Doubts grow about ability of Aquino board to pinpoint killer

The Fact-Finding Board probing the assassination of Benigno Aquino Jr., the popular Filipino opposition leader, has ended eight months of hearings amid growing doubts that it will be able to pinpoint the assassin.

The five-person board, headed by retired Justice Corazon Agrava, said it will try to present its findings to the public before Aug. 21, the first anniversary of Mr. Aquino's assassination.

Mrs. Agrava said the board has asked the Aquino family for permission to exhume the body for further investigation. But it is doubtful that such permission would be given since Corazon Aquino, widow of the slain leader, declared last year that the Aquino family would have absolutely nothing to do with the board.

The last two weeks of the Agrava board's public hearings saw Filipinos becoming more skeptical of the board's independence and impartiality. People who attended hearings regularly cited the testimony July 2 of Imelda Marcos, the powerful wife of President Ferdinand Marcos.

Mrs. Marcos was last year quoted in local newspapers as saying, ''If Aquino comes home (from three years of self-exile in the US), he's a dead man.''

While on the witness stand, Mrs. Marcos sobbed when she read portions of a letter from Aquino. A regular gallery observer said the board suddenly became soft on her. ''They did not pursue difficult questions and even sang 'Happy Birthday,' '' he said. July 2 is Mrs. Marcos's birthday.

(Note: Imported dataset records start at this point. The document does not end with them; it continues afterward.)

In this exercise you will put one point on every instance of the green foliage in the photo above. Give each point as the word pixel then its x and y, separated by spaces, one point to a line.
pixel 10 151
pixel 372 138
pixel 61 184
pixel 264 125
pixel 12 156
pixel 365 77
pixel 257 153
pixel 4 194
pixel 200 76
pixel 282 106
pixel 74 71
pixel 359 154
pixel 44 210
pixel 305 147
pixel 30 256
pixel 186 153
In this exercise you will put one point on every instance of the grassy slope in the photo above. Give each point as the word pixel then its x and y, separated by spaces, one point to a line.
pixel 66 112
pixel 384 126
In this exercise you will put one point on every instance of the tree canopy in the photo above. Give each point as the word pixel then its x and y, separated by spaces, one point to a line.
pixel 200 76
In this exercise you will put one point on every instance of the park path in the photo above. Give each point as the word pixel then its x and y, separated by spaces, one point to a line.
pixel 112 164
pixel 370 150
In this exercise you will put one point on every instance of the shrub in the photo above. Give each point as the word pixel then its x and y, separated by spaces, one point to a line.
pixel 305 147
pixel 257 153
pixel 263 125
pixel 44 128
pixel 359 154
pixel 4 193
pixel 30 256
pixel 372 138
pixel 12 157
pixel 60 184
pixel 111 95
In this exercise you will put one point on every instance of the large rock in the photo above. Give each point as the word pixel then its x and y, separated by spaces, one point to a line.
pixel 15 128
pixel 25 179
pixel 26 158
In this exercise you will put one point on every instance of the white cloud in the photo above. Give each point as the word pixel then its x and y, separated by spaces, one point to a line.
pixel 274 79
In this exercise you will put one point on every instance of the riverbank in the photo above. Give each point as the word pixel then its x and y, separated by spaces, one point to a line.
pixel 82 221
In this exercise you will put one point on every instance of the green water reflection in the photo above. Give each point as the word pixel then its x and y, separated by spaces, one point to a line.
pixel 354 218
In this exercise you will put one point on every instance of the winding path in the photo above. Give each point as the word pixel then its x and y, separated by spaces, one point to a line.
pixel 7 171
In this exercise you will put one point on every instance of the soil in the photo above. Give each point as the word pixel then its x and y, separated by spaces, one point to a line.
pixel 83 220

Earlier this year, the Agrava board won commendations from the public when it called several civilian witnesses who contradicted the government's version of the assassination. The official line is that Aquino was shot on the airport tarmac by a certain Rolando Galman, a lone gunman acting on behalf of the outlawed Communist Party of the Philippines.

The political assassination is the single biggest factor that led to the current economic crisis in the Philippines. Filipinos were outraged by the suspicious circumstances surrounding the murder and held the Marcos government directly responsible for the crime.

This outrage was manifested in unprecedented numbers turning up at antigovernment rallies late last year, and more recently, in protest votes during the parliamentary elections in May that helped opposition parties win a considerable number of seats in parliament.

The political turmoil frightened businessmen and bankers, triggering a massive capital flight and a standstill in the flow of foreign investments and loans into the country, all leading to the current chronic shortage in foreign exchange.

Marcos's government is now involved in a tortuous program of economic recovery being worked out with the International Monetary Fund (IMF) and the country's 350 commercial creditors. The government has been waiting 10 months for a $630 million US standby credit from the IMF that will pave the way for the rescheduling of some of the country's $25 billion foreign debt.

The IMF credit will also determine how much commercial creditors will give on fresh loans for bridge financing that would put the derailed economy back on track.

Nevertheless, despite the Agrava board's inconclusive sessions with 185 witnesses, they have cast serious doubt on the government version of the killing. Civilian witnesses have embarrassed the military, and even if the testimonies were to be discredited later, they have irretrievably tarnished the military's image.

On the other hand, President Marcos's own credibility has been placed under further suspicion.